Imagine you fell of a ladder and broke your leg while carrying out your job duties in New York City. The broken leg will heal, but in the meantime, you’re being hit with huge medical bills and the costs of not earning an income. Fortunately, you can qualify for workers’ compensation benefits to pay for your medical care and the majority of your lost wages. The question is: What does the IRS have to say about these payments?
Many workers are concerned that they will have to pay taxes on the workers’ compensation benefits they receive. However, the only situations when workers’ compensation benefits could be partially taxed is when the worker is also receiving Social Security Income or Social Security Disability Insurance. Otherwise, no tax liabilities will be incurred due to the receipt of work comp benefits.
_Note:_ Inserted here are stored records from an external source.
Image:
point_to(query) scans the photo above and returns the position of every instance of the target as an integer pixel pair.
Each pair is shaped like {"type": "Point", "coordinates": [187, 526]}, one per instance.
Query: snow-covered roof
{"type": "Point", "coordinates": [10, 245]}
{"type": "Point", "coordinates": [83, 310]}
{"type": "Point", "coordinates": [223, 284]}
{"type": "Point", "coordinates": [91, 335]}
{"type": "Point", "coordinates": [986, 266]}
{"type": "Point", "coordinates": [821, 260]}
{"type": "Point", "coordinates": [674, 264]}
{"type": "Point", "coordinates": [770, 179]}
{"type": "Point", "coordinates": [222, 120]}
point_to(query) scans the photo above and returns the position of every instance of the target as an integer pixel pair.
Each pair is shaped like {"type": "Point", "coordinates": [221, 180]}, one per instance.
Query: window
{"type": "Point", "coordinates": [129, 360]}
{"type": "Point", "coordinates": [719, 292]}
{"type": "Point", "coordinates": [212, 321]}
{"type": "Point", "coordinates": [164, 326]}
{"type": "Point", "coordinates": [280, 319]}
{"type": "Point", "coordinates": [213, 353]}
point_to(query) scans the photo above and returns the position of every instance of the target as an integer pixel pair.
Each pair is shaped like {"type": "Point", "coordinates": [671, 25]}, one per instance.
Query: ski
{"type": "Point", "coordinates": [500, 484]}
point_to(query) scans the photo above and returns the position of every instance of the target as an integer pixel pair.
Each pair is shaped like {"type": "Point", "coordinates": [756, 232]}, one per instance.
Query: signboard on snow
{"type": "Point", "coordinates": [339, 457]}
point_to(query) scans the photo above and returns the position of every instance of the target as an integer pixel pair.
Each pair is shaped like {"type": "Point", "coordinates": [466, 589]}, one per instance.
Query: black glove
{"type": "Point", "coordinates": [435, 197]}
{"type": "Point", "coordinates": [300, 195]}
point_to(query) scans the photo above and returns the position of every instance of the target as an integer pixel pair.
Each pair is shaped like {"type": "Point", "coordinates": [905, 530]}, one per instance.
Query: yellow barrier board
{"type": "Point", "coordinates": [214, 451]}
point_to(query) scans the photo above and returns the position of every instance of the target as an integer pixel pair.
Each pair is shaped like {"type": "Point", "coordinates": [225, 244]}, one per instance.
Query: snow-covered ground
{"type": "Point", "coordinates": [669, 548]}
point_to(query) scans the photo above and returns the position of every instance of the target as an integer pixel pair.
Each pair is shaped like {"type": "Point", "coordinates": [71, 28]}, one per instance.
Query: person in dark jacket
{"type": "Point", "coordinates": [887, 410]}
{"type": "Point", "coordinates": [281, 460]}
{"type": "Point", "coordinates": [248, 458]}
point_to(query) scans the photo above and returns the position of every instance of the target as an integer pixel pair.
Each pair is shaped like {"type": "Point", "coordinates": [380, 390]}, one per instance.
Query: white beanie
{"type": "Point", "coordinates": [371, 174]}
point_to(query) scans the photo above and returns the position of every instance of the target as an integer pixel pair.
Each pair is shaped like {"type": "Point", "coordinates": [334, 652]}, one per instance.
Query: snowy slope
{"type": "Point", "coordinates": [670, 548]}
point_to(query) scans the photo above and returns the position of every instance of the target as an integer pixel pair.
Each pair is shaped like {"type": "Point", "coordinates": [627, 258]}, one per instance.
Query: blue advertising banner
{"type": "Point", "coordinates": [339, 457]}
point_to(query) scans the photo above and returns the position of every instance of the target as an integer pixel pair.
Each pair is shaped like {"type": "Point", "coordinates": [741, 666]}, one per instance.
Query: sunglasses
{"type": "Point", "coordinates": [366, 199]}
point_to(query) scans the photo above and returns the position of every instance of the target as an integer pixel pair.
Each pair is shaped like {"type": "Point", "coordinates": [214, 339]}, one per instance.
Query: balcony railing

The IRS classifies workers compensation benefits as “non-taxable income” in the same way it classifies the following money received as nontaxable:
- Public welfare fund payments
- Personal injury damages, but not punitive damages
- Disability benefits from no-fault auto insurance payments triggered by injuries
- Compensation for permanent disability and/or disfigurement
In addition to workers’ compensation payments to injured workers being exempt, workers’ compensation payments to family members of the worker are also exempt from federal tax liabilities.
Make sure that you and your loved ones fully understand the tax consequences associated with any and all injured worker benefits. This knowledge will assist you in preventing your physical, work-related injuries from turning into financial or legal problems in the future.